I drove that Olds for the next twelve years with only a few minor breakdowns, except that the remanufactured engine broke but was under warranty. The driver’s automatic window opener stopped working. I ran a wire from the cigarette lighter over the floor to the window switch and it started working again. The hood collected some dents from being sat on. The roof sank in a little from being sat on and started collecting water and would look dirty. That car continued to drive me through medical residency. I would never valet that car because it was too embarrassing. I ended up walking about as much as driving, with as far away as I had to park. I didn’t want to give people rides in the Olds because it was so beat up, inside and out.
The last straw was a silly one. It failed to start up one day and, finally, I had it. I had personally learned how to fix so many problems with that thing and I decided that I wasn’t going to fix one more. I put it up on Craigslist for $500, sold it for $400 as-is. The buyer got a new battery, put it in and drove off, probably to some happy college parties. I like to think the Olds lives on to this day, dents, scratches, exposed wires and all.
I started making money and bought a used pickup which I still have today. I never did buy the expensive flashy new vehicle that a lot of doctors need.

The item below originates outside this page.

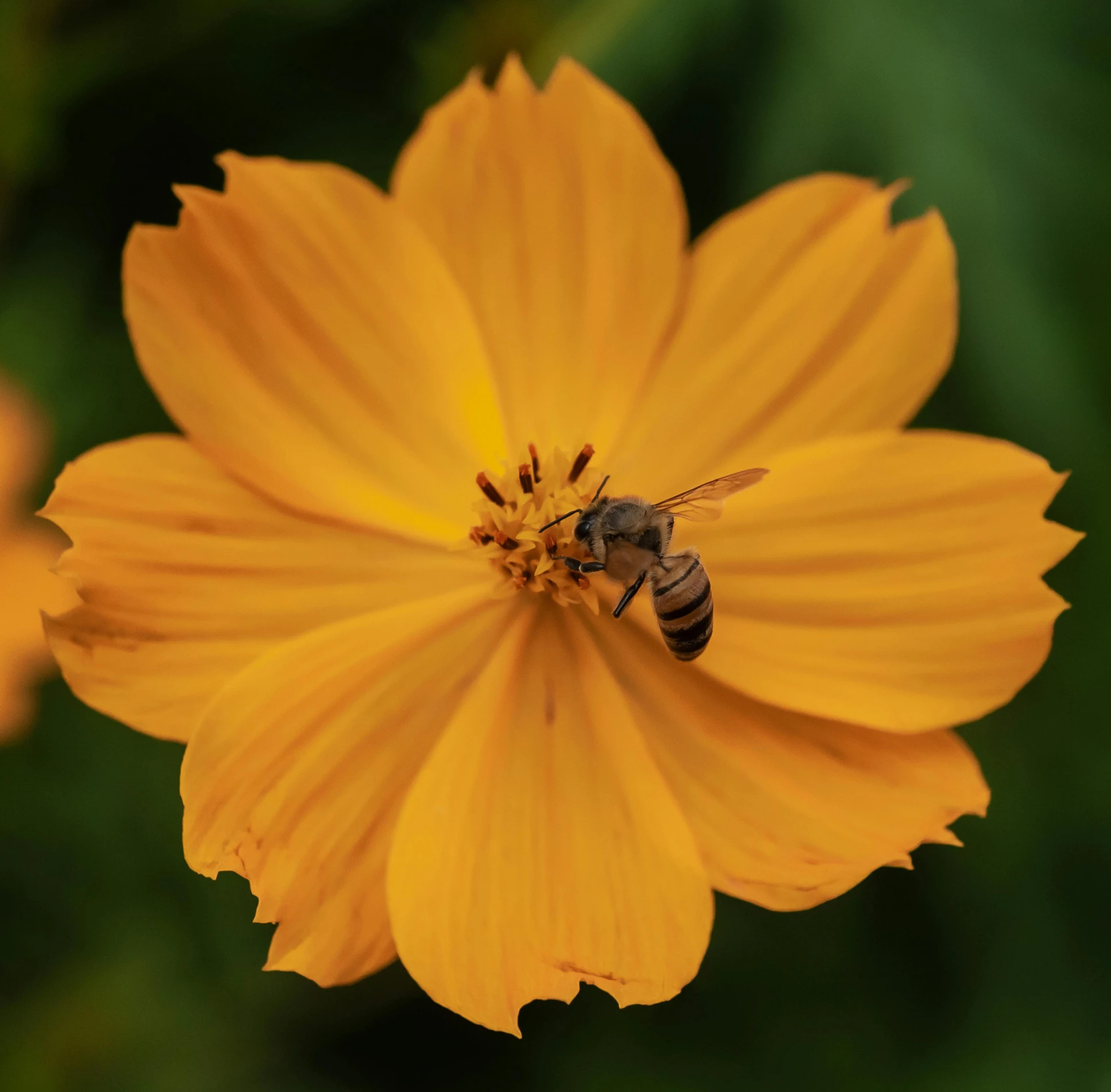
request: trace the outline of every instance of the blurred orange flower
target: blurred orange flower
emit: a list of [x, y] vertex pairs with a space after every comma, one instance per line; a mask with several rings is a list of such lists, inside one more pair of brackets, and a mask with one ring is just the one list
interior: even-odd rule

There are some professions that need a nice-looking car and the purchase of a car for a real estate agent is a difficult one. That vehicle needs to say, “The owner is successful,” without saying, “The owner is greedy.” The vehicle gives an outward impression much like a person’s clothing. I didn’t realize that when I was younger. I dressed nice but drove a beat-up car. The car said I must have poor financial skills. The agent driving a junk car must not be able to sell houses.
What kind of car does the wealthy investor need? The investor probably doesn’t drive an expensive car. The investor knows that is a poor investment. He might buy a lemon that blows up in a year. He drives a car that looks nice and gets him where he needs to go. He doesn’t have to impress anyone. If it breaks, he can buy a new one without batting an eye. I’m not going to tell you what type of car to buy, but expensive or cheap, do think about what your car will to say to others. People will judge you.